La commission Environnement

Actualité

  • Des réserves de terrain à bâtir souvent surdimensionnées en montagne.
    La Suisse compte actuellement 227'000 ha de zones à bâtir, dont ¼ n'est pas encore construit. La surface à bâtir par habitant est toutefois beaucoup plus limitée dans les régions urbaines que dans les régions rurales ou touristiques: ainsi, avec 671 m2 par habitant, un Valaisan dispose d'une surface à bâtir six fois plus élevée qu'un habitant de Bâle-Ville. De plus, alors que les réserves de terrains à bâtir ont pratiquement disparu dans les zones urbaines, des surfaces constructibles importantes sont encore disponibles dans les zones rurales et en montagne, soit dans des régions souvent mal desservies par les transports publics.
  • Courses climatiquement neutres
    Depuis le 1 janvier 2009, les courses de la section "Uto" sont climatiquement neutres. En effet, les émissions de CO2 dues aux déplacements effectués en voitures privées pour des courses de section sont compensées par une taxe versée à "myclimate" http//:sac-myclimate.ch. En 2009, 7053 km ont ainsi été parcourus, ce qui a conduit la section à verser 185.- CHF à myclimate (2.6 centimes par km). Cette distance peut paraître ridiculement faible, mais elle résulte du fait que le 90% des courses de la section se font en transports publics !
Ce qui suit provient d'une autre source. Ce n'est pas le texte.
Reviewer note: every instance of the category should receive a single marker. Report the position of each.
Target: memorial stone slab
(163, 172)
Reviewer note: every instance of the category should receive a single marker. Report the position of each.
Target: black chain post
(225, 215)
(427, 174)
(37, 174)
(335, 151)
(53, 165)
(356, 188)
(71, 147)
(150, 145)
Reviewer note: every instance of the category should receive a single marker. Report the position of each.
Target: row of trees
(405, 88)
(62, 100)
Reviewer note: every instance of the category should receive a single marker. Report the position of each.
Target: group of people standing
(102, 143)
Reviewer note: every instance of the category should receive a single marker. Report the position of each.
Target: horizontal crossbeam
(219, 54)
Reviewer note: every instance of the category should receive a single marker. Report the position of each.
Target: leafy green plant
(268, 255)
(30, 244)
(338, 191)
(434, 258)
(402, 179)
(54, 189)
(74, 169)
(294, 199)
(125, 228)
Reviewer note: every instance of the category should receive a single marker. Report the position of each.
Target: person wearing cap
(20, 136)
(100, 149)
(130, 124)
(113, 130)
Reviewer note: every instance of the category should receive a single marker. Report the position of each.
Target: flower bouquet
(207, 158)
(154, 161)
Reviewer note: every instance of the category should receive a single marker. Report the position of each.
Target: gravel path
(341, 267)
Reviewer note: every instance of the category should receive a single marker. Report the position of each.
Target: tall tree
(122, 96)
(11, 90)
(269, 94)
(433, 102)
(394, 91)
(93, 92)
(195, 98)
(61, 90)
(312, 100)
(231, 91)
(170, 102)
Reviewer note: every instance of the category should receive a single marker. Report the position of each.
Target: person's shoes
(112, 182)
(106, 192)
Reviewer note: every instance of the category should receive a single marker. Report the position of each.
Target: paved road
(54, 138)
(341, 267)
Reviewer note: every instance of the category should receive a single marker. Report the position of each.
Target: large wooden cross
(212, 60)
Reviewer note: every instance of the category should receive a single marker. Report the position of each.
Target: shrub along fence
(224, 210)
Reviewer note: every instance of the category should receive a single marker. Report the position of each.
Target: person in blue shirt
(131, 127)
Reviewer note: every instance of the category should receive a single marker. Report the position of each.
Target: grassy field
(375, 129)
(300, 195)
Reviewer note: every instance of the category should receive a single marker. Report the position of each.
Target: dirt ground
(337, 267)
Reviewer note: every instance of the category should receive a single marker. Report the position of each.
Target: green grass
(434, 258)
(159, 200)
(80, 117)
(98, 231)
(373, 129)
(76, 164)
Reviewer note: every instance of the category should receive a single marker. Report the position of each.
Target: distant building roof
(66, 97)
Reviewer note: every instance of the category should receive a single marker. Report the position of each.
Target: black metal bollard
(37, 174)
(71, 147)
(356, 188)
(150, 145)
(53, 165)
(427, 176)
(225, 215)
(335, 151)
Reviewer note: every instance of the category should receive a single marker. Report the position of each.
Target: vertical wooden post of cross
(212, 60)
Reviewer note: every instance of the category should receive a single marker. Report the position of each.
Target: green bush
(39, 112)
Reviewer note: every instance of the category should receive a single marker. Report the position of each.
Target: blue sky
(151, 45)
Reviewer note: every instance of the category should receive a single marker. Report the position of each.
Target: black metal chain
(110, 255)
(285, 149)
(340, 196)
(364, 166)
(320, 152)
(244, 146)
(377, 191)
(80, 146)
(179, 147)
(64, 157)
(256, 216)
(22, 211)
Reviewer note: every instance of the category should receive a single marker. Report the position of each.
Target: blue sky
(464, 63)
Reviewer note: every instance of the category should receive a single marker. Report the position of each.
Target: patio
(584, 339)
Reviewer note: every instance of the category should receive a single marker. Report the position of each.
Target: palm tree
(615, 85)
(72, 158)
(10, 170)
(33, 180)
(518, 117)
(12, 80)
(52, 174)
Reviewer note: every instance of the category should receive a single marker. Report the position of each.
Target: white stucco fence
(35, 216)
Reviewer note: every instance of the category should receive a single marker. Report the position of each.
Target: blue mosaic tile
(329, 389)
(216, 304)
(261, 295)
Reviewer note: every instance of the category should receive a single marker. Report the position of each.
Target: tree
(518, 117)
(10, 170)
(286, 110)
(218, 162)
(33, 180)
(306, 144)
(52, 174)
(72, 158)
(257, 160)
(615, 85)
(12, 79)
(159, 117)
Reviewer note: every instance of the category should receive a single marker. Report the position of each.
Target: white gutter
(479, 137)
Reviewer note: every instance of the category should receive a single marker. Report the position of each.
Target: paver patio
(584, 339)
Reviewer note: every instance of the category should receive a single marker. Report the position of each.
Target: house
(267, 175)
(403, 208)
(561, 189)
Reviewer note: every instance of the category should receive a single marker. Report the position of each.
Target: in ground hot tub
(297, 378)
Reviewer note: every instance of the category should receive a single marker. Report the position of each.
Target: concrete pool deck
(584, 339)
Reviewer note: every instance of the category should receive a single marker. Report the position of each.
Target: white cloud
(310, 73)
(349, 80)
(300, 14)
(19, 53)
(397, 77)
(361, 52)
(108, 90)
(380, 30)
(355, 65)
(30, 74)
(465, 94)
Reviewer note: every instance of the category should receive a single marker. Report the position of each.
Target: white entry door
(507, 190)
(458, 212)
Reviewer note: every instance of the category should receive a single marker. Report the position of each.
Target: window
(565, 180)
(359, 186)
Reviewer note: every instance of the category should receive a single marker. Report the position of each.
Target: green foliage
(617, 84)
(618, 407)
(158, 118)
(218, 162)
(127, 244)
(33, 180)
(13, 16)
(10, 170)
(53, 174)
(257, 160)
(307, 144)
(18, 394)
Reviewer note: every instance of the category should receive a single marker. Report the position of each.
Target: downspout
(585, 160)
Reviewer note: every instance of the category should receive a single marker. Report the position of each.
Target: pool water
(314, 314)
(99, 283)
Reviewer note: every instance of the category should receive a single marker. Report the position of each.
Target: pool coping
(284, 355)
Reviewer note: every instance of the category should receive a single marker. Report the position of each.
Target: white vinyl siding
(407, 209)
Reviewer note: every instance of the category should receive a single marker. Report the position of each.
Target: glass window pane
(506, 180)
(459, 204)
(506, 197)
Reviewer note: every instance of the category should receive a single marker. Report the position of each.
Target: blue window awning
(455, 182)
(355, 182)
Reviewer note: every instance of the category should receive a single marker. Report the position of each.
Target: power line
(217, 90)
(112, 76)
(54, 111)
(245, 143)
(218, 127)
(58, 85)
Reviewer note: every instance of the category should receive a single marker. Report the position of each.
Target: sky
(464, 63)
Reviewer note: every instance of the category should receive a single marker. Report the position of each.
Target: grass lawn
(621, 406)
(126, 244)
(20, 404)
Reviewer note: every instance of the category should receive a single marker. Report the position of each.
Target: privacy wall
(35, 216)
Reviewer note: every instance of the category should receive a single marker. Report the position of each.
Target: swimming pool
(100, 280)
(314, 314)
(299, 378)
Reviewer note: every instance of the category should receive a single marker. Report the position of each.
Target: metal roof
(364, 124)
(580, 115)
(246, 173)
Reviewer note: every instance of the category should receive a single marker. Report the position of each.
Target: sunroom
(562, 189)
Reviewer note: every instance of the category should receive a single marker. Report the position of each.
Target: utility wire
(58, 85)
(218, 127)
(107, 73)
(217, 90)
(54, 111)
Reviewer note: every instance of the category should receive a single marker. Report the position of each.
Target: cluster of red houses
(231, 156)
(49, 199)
  • Conséquences des changements climatiques pour les alpes
    Une étude très complète sur les impacts des changements climatiques pour les alpes a été réalisée à l'instigation du ministère allemand de l'environnement, cette étude ne se limite pas au territoire allemand mais couvre l'ensemble des alpes. Le rapport, richement illustré, est disponible en anglais, il peut être téléchargé à l'adresse suivante:

    www.bmu.de/english/climate/downloads/doc/40990.php

  • Parcs naturels
    L'Office fédéral de l'environnement vient d'accepter 9 propositions de parcs naturels suisses: trois sont situés dans la canton de Berne: Gantrisch, Diemtigtal et Lac de Thoune, deux dans les Grisons: Bivio-Savognin et Val Müstair, un dans le canton de Soleure: Weissenstein, un dans le canton de Lucerne: Réserve de biosphère de l'Entlebuch, un dans le haut Valais: Binntal, enfin un dans le Jura: Chasseral.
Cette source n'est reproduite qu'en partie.